174  Example: Data with two inputs and two outputs would have a layout in the file as follows:
175  > \[input 1\]\[input 2\]\[output 1\]\[output 2\]\[input 1\]\[input 2\]\[output 1\]\[output 2\]...
176 
177  --useGraph
178  Description: If specified, executes the optimized network by CUDA graph. It helps check if the optimized network
179  works with CUDA graph acceleration.
180  This parameter is optional.
181 
182  --workspaceSize=[int]
183  Description: Max workspace size in megabytes. Limits the maximum size that any layer in the network
184  can use. If insufficient scratch is provided, TensorRT may not be able to find an implementation for a given layer.

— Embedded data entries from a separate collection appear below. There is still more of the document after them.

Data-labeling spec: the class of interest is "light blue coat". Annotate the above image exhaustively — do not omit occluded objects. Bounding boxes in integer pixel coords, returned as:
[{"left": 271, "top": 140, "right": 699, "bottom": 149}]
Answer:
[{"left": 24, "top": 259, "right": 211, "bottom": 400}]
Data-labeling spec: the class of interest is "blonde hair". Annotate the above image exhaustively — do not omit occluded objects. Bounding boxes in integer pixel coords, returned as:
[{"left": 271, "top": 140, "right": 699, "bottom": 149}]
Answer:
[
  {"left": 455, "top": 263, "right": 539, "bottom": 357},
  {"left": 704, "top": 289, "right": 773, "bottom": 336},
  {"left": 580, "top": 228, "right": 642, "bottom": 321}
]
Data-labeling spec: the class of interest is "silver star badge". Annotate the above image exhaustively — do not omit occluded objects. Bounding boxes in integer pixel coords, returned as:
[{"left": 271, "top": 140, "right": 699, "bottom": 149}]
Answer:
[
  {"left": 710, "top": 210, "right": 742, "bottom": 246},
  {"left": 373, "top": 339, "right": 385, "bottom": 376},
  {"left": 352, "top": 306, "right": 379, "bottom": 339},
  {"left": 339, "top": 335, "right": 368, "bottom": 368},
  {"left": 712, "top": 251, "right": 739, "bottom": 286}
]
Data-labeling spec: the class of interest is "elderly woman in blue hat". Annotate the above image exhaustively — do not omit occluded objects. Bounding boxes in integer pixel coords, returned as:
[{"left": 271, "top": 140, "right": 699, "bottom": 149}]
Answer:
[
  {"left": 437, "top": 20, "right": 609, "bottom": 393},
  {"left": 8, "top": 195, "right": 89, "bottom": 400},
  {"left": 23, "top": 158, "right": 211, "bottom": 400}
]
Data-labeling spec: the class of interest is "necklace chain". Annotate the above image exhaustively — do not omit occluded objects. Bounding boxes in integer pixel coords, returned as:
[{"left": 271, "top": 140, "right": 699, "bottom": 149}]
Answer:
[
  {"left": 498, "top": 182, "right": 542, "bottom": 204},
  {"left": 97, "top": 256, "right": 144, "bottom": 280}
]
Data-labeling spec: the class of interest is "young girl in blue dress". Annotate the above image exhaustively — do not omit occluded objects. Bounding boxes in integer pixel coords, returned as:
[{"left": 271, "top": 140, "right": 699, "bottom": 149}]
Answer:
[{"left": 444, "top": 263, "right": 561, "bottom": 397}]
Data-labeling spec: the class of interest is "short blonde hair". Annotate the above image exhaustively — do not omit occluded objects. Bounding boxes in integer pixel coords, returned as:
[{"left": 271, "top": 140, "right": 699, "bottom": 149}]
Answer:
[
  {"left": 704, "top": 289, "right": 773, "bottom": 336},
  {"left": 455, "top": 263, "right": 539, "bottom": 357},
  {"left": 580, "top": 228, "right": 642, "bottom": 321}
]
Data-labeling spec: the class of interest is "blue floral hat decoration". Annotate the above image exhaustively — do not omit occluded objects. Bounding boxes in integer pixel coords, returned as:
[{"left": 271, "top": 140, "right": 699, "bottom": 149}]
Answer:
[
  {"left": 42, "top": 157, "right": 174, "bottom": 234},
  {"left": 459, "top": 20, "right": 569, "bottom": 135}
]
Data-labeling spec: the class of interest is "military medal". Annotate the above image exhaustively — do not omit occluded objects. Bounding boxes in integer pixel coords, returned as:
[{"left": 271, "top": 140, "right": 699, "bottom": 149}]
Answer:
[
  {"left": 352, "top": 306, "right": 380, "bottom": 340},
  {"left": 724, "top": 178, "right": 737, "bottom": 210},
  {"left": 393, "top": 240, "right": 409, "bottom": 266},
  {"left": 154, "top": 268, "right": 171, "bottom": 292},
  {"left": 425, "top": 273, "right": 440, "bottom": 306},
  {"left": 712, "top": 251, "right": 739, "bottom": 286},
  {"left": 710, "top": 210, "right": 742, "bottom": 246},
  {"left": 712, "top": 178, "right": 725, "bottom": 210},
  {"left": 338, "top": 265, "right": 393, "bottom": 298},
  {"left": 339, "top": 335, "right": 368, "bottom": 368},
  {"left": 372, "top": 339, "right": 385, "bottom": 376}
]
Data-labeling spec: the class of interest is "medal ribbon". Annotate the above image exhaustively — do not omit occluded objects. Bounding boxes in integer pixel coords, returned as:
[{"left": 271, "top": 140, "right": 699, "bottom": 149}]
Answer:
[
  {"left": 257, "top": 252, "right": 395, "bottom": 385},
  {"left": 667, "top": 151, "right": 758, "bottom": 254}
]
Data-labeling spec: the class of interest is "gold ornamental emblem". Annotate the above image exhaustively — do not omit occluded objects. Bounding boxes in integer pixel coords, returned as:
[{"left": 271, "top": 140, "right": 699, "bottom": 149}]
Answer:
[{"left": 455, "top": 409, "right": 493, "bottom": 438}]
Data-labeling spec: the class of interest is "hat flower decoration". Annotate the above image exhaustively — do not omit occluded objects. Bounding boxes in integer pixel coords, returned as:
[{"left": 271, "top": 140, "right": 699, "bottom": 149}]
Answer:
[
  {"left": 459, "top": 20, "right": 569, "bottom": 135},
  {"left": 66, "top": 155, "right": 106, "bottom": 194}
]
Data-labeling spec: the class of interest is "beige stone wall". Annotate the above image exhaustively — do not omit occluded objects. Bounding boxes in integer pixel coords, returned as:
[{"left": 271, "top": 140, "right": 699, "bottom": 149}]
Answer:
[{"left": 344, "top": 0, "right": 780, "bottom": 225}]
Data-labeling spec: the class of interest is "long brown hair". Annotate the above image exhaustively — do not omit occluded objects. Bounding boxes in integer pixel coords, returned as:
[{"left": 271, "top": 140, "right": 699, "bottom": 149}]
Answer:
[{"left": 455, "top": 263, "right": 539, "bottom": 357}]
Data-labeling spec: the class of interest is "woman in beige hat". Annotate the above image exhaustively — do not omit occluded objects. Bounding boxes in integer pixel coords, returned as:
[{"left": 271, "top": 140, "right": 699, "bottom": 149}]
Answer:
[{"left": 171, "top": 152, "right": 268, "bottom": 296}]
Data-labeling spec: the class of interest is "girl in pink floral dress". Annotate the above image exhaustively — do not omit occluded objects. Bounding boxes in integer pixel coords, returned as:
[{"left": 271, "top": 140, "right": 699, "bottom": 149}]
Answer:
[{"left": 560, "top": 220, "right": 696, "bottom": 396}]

185  This parameter is optional.
186 
187  --explicitBatch=[int]
188  Description: Determines whether explicit batch should be enabled or not.
189  For TensorRT versions higher than or equal to 6.3, if an ONNX model is provided as
190  input, this flag will be automatically set to 1.
191  This parameter is optional.
192 
193 @section dwx_tensorRT_tool_examples Examples
194 
195 @subsection dwx_tensorRT_tool_examples_uff Optimizing UFF Models
196 
197  ./tensorRT_optimization --modelType=uff
198  --outputBlobs=bboxes,coverage
199  --uffFile=~/myNetwork.uff
200  --inputBlobs=data0,data1
201  --inputDims=3x480x960,1x1x10
202 
203 @subsection dwx_tensorRT_tool_examples_caffe Optimizing Caffe Models
204 
205  ./tensorRT_optimization --modelType=caffe
206  --outputBlobs=bboxes,coverage
207  --prototxt=deploy.prototxt
208  --caffemodel=weights.caffemodel
209 
210 @note The `--inputBlobs` and `--inputDims` parameters are ignored if you select the Caffe model type. <br>All the input blobs will be automatically marked as input.
211 
212 @subsection dwx_tensorRT_tool_examples_onnx Optimizing ONNX Models
213 
214  ./tensorRT_optimization --modelType=onxx
215  --onnxFile=~/myNetwork.onnx
216 
217 @note The `--inputBlobs`, `--inputDims`, and `--outBlobs` parameters are ignored if you select the ONNX model type.<br>All the input and output blobs will be automatically marked as input or output, respectively.